The inaugural Benchball Varsity Tournament in 2019 was hosted by Birmingham and won by Birmingham.

=== Varsity Tournament 2020 ===
Participating Teams: Birmingham (2 teams), Exeter (2 teams), Sheffield (2 teams).

The 2020 Benchball Varsity Tournament was hosted by Sheffield and won by Sheffield.

=== Varsity Tournament 2022 ===
Participating Teams: Birmingham (2 teams), Exeter (2 teams), Sheffield (2 teams), Bournemouth (1 team).

The 2022 Benchball Varsity Tournament was hosted by Birmingham and won by Birmingham.

=== Varsity Tournament 2023 ===
Participating Teams: Exeter (2 teams), Birmingham (2 teams), Sheffield (2 teams), Bournemouth (1 team).

The 2023 Benchball Varsity Tournament was hosted by Exeter and won by Exeter.

=== Varsity Tournament 2024 ===
Participating Teams: Exeter (2 teams), Birmingham (2 teams), Sheffield (2 teams), Bournemouth (2 teams), and Chichester (1 team).

The 2024 Benchball Varsity Tournament was hosted by Birmingham.
The structure of the tournament was group stages followed by knockout rounds. Each team, except Chichester, entered one team into each of the two groups.
The Semi-Finals consisted of Exeter A vs Birmingham B and Exeter B vs Birmingham A. Exeter won both games, leading to an all-Exeter final and an Exeter overall win.

=== Varsity Tournament 2025 ===
Participating Teams: Exeter (2 teams), Birmingham (2 teams), Bournemouth (2 teams), Sheffield (2 teams), and Chichester (1 team).

The 2025 Benchball Varsity Tournament was hosted by Bournemouth (with the tournament in Poole).
The structure of the tournament was a double round robin, in which each team played all but their partner team at both netball rules and dodgeball rules.
Exeter achieved a third victory in a row, managing to win all but one game against Chichester and one game against Bournemouth.

=== Varsity Tournament 2026 ===
Participating Teams: Exeter (2 teams), Birmingham (2 teams), Bournemouth (2 teams), Sheffield (3 teams), and Chichester (4 players). Sheffield's third team and Chichester combined to make one team.

The 2026 Benchball Varsity Tournament was being hosted by Sheffield. The structure of the tournament was a double round robin, in which each team played all but their partner team at both netball rules and dodgeball rules.
Exeter achieved a forth victory in a row, going undefeated but having one disputed result (against Sheffield)

== Benchball in media ==

=== The Tab ===

University-level benchball has been the subject of multiple articles by university news site The Tab, and mentioned in several others.

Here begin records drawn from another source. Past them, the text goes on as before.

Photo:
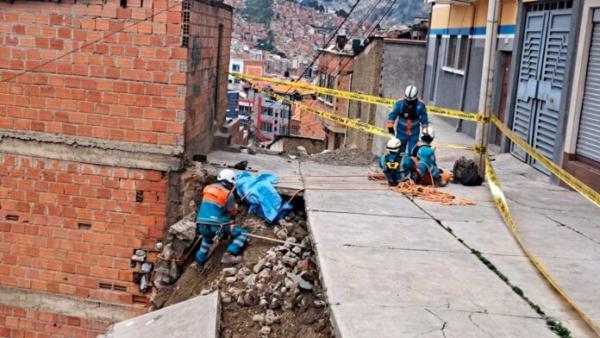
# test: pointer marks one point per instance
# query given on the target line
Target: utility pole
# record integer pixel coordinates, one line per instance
(487, 80)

=== Other references in news sources ===

- An article from BBC News discussing "alternative sports" mentions a benchball tournament amongst schools in Derby.
- A 2019 Oxford Mail article mentions benchball being played at a children's holiday camp.
- Somerset Live highlights benchball, among rugby and table tennis, as a key sport on offer at a local sixth form college.

=== References in other media ===
The 2009 book "Cross My Heart" by Helen Slavin mentions “the wet-weather game of Benchball in the assembly hall.”